受け皿があれば、最後の一歩を踏み外さずに済む。そのための裏社会だった。彼らにも最低限のルールはあり、破れば仲間だった連中に殺される。二度と居場所が得られない。だから最後の砦とも表現されてきた。
「なあ、俺らだけだと頭脳が足りないだろ? な、足りないだろ?」
大事な部分なので二回繰り返したアウグストの笑顔に、嫌な予感がするヴィリは額を押さえて呻いた。答えは「はい」だが、そう答えたら終わりな気がする。ちらりと視線を向け、嫌そうに「まあ、そうとも言えますが?」と曖昧な返し方をした。

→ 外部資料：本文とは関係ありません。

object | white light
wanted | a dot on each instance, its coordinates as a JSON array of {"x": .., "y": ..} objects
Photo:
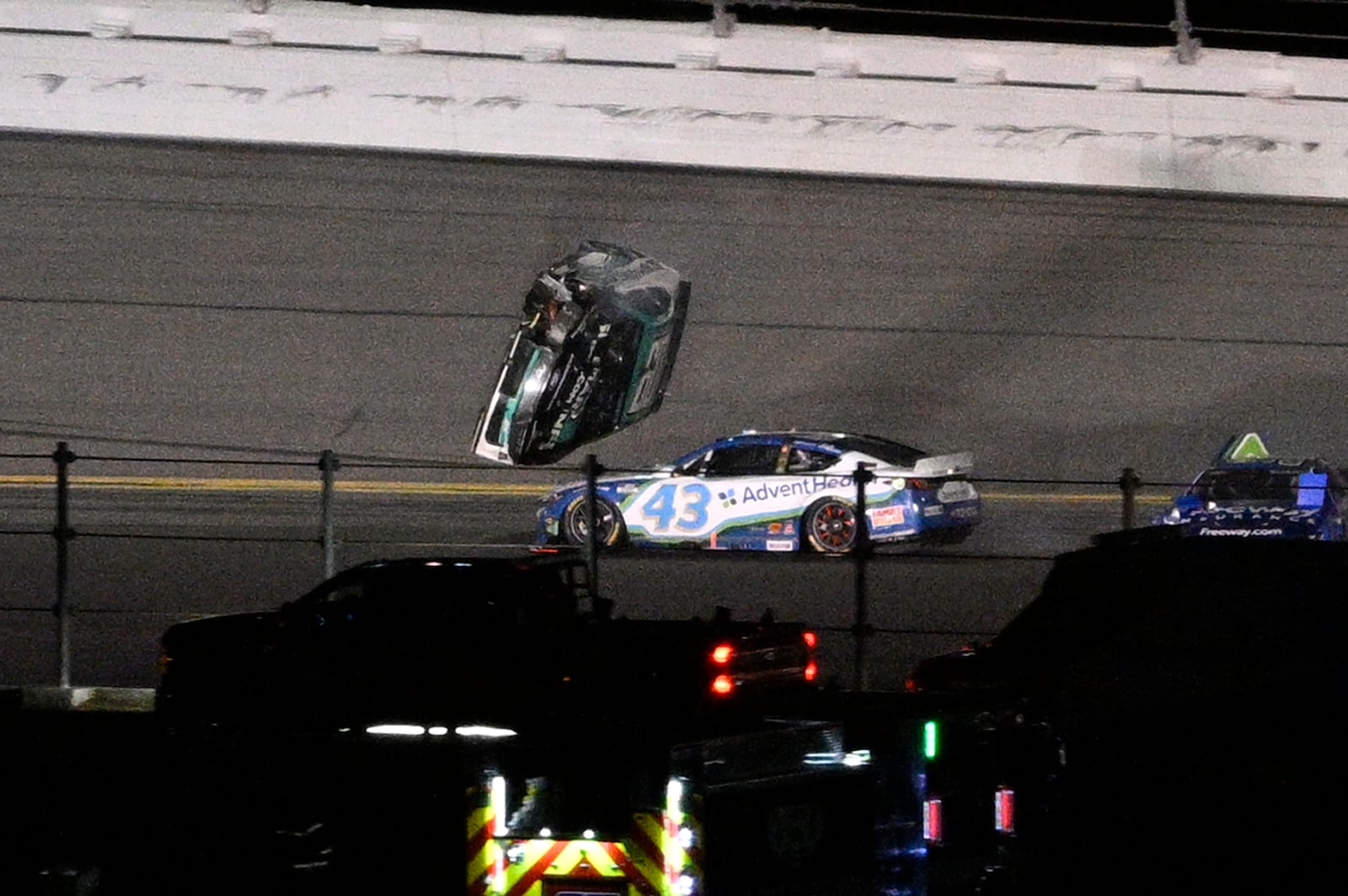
[
  {"x": 674, "y": 798},
  {"x": 249, "y": 37},
  {"x": 401, "y": 731},
  {"x": 498, "y": 799},
  {"x": 858, "y": 758},
  {"x": 484, "y": 731}
]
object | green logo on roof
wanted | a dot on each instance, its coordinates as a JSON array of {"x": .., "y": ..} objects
[{"x": 1244, "y": 448}]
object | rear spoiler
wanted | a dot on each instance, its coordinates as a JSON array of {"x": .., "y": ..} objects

「兄上に頼んで、何人か送ってもらったらいい。そうだ、そうしよう。俺が行ってく……」
「ちょっと待った! あなたが行くのはダメです」
絶対に帰って来ないし、間違いなく統率が取れなくなる。渋い顔で舌打ちした上司を睨みながら、ヴィリは妥協案を出した。
「帰宅を希望する誰かを伝令に出します。文官が送られてきたら、また数人。交互に入れ替えましょう」
最初は無理でも次は行ける! なぜかそう考えるアウグストは頷いた。騎士団長なんて一番最後でしょうに……呆れながらもヴィリは指摘しなかった。